In der irdischen Literatur kann der einfache Bauernsohn zum Helden werden und die Prinzessin heiraten. Der Weg dahin ist gefährlich, aber das Happy End ist fast garantiert, auch wenn das gute Ende durch die Hervorhebung der Risiken immer wieder infrage gestellt wird. In der kisorischen Literatur folgt dem Aufstieg zwangsläufig auch ein Abstieg.

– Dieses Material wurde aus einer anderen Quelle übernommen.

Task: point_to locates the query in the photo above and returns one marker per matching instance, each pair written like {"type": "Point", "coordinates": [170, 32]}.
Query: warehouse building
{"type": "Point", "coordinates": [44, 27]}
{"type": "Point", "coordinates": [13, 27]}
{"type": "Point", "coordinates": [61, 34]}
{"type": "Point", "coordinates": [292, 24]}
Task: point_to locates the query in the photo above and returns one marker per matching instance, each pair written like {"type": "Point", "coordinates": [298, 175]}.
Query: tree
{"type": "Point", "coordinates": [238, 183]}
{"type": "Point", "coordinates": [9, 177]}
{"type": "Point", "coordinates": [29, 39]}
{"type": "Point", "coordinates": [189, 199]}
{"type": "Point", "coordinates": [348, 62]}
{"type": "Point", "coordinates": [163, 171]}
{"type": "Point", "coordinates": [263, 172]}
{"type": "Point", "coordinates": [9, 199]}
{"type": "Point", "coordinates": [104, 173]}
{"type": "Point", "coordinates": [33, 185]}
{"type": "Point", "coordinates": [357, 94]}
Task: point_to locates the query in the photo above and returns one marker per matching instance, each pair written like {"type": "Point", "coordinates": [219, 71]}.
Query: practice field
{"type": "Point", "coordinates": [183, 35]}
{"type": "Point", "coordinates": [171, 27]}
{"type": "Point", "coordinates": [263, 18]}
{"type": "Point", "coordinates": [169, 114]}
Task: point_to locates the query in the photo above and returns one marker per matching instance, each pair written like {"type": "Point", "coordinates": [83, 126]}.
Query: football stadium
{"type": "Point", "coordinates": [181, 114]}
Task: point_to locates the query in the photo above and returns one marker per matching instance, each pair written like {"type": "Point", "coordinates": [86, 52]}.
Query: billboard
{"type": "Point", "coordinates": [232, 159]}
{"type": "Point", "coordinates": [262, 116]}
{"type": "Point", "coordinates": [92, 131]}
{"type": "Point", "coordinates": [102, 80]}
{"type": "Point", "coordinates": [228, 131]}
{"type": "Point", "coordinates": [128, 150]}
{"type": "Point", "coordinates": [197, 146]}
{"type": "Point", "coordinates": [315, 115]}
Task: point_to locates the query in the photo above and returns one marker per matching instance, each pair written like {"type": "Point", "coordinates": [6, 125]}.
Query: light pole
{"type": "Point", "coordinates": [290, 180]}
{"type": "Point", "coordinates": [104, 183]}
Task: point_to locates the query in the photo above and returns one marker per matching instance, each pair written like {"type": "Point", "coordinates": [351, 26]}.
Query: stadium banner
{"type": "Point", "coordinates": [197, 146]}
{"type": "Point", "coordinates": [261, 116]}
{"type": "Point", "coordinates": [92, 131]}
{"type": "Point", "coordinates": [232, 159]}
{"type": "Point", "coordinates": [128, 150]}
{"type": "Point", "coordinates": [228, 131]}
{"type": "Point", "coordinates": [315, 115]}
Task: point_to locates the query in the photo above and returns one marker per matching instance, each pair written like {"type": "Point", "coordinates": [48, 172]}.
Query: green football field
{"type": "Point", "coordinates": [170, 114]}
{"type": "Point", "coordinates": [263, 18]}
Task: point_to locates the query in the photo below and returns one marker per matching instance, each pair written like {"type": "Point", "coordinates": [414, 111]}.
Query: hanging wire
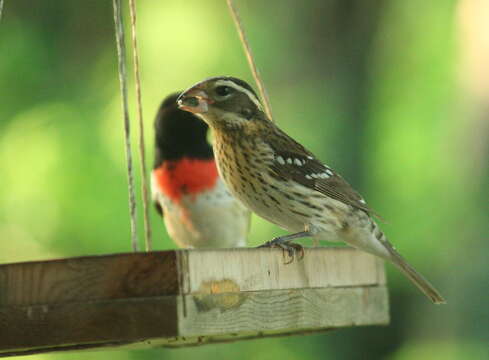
{"type": "Point", "coordinates": [121, 53]}
{"type": "Point", "coordinates": [142, 157]}
{"type": "Point", "coordinates": [249, 56]}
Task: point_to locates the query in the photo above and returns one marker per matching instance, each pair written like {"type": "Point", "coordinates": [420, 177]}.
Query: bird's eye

Das fatale Ende des kisorischen Schicksalsbogens ist genauso sicher, wie das irdische Happy End. Aber der Weg bis dahin ist interessant. Der Kampf gegen die Übermacht und das Opfer auf verlorenem Posten sind starke Motive. Der heldenhafte Widerstand gegen das unvermeidliche Ende ist genauso wichtig wie der unwahrscheinliche Aufstieg am Beginn der Geschichte.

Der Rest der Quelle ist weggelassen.